Path Enumeration makes retrieving hierarchical data easier, but it can make searches take longer, especially for structures with several levels of nesting. Furthermore, it could be necessary to update several rows to update the hierarchy, which could affect performance. Because of this, it’s critical to carefully weigh the trade-offs when selecting a relational database storage format for hierarchical data.

Pros:

  • Straightforward to implement.
  • Simple to retrieve parent or child nodes given a specific path.

Cons:

  • Retrieval and traversal of hierarchies can be slow and resource-intensive, especially for large datasets.
  • Limited support for operations like subtree queries or reordering nodes.

3. Nested Set Model

With the Nested Set Model, two numbers—a left value and a right value—represent each node in the tree for storing hierarchical data in a relational database.

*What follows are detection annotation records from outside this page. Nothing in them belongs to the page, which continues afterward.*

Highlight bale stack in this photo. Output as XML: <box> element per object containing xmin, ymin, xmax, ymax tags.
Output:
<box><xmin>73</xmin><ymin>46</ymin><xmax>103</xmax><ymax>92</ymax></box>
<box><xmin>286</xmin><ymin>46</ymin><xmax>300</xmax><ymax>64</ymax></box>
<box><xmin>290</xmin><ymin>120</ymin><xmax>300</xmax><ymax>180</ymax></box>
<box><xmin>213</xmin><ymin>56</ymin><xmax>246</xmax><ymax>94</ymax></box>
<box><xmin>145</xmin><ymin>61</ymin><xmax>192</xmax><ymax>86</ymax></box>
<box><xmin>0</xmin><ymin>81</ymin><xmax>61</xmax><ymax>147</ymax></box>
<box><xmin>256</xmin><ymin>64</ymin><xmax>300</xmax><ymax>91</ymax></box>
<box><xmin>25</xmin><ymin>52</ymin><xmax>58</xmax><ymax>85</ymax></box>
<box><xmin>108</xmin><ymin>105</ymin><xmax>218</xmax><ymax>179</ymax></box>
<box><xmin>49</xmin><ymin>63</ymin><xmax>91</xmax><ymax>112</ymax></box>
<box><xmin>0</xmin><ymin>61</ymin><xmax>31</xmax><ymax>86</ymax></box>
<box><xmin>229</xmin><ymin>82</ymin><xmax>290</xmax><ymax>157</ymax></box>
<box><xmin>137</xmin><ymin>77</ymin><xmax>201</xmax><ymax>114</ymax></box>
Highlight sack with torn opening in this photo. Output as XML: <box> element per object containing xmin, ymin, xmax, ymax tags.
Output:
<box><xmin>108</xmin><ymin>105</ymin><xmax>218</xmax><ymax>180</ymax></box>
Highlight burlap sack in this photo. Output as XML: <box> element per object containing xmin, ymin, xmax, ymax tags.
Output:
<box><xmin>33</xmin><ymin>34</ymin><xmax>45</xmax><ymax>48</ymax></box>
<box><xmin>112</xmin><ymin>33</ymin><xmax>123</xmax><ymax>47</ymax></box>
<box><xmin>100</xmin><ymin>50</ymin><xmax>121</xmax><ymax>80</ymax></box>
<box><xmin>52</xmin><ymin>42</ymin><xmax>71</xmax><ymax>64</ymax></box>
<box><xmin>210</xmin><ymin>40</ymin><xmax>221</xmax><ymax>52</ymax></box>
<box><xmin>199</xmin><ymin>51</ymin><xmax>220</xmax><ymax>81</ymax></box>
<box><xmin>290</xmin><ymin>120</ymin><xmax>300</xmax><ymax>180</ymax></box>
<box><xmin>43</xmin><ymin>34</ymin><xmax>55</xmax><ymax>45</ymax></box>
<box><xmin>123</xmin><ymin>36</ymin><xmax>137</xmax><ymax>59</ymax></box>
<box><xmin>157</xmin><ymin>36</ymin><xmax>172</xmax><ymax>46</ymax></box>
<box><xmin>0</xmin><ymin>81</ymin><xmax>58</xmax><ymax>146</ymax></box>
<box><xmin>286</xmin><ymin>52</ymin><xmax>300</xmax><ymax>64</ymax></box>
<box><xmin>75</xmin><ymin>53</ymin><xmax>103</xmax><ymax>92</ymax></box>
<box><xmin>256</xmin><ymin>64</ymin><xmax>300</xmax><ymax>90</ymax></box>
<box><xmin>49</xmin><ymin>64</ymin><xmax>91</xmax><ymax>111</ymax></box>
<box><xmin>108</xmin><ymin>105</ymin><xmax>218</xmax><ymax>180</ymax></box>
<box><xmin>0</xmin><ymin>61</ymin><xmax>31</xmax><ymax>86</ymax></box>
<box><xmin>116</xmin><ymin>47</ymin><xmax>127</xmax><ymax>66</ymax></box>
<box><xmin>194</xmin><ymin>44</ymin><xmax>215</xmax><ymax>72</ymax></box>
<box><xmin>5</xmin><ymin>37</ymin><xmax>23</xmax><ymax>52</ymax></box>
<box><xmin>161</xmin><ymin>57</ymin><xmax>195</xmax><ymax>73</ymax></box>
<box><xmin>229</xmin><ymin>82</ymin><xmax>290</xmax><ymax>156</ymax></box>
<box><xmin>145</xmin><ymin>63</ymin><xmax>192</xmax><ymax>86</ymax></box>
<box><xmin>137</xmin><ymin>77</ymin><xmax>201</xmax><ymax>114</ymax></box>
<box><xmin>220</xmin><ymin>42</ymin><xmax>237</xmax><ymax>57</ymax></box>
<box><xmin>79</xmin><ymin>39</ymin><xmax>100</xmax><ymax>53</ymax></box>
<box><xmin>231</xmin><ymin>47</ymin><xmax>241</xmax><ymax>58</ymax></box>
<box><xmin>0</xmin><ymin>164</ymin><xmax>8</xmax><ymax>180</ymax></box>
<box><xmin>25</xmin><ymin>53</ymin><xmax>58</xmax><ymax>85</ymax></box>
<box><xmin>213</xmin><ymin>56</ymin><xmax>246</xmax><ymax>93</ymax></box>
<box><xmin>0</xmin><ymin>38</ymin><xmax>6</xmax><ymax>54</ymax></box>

The way these values are allocated makes it possible to query the hierarchical structure effectively, get subtrees, and perform operations like counting descendants.

Example:

Let us say we wish to depict a hierarchical organizational structure in which every employee has a name, a position within the hierarchy, and a unique identity.

Here’s how we can create a table to represent this structure in SQLite:

CREATE TABLE Employee (
employee_id INTEGER PRIMARY KEY,
name TEXT,
left_value INTEGER,
right_value INTEGER
);
  • employee_id: Unique identifier for each employee.
  • name: Name of the employee.
  • left_value: Left boundary value for the node in the nested set.
  • right_value: Right boundary value for the node in the nested set.

Let’s populate the table with some sample data:

INSERT INTO Employee (employee_id, name, left_value, right_value) VALUES
(1, 'John Doe', 1, 10),
(2, 'Jane Smith', 2, 5),
(3, 'Alice Johnson', 6, 9),
(4, 'Bob Williams', 3, 4),
(5, 'Emily Brown', 7, 8);

Now, let’s query the data to see the organizational hierarchy:

SELECT * FROM Employee;

Output:

employee_id

name

left_value

right_value

1

John Doe

1

10

2

Jane Smith

2

5

3

Alice Johnson

6

9

4

Bob Williams

3

4

5

Emily Brown

7

8

Pros:

  • Efficient for subtree retrieval and operations like counting descendants.
  • Well-suited for hierarchies with frequent read operations.

Cons:

  • Complex to maintain, especially when nodes are inserted or deleted.
  • Queries involving updates to the hierarchy can be challenging and computationally expensive.

Materialized Path Model

Similar to path enumeration, the materialized path model stores the full path of each node, along with additional optimizations such as storing the depth of each node.

Pros:

  • Simplifies querying and traversal of hierarchies.
  • Supports operations like subtree retrieval and path-based queries efficiently.

Cons:

  • May require additional storage space.
  • Updates to the hierarchy can be complex, especially when nodes are moved or reorganized.

Conclusion

In conclusion, choosing the appropriate storage model for hierarchical data in a relational database depends on various factors, including the size and complexity of the hierarchy, the frequency of updates, and the types of queries that will be performed. While each storage model has its advantages and disadvantages, understanding the nuances of each approach is crucial for designing efficient and scalable database schemas that effectively manage hierarchical data.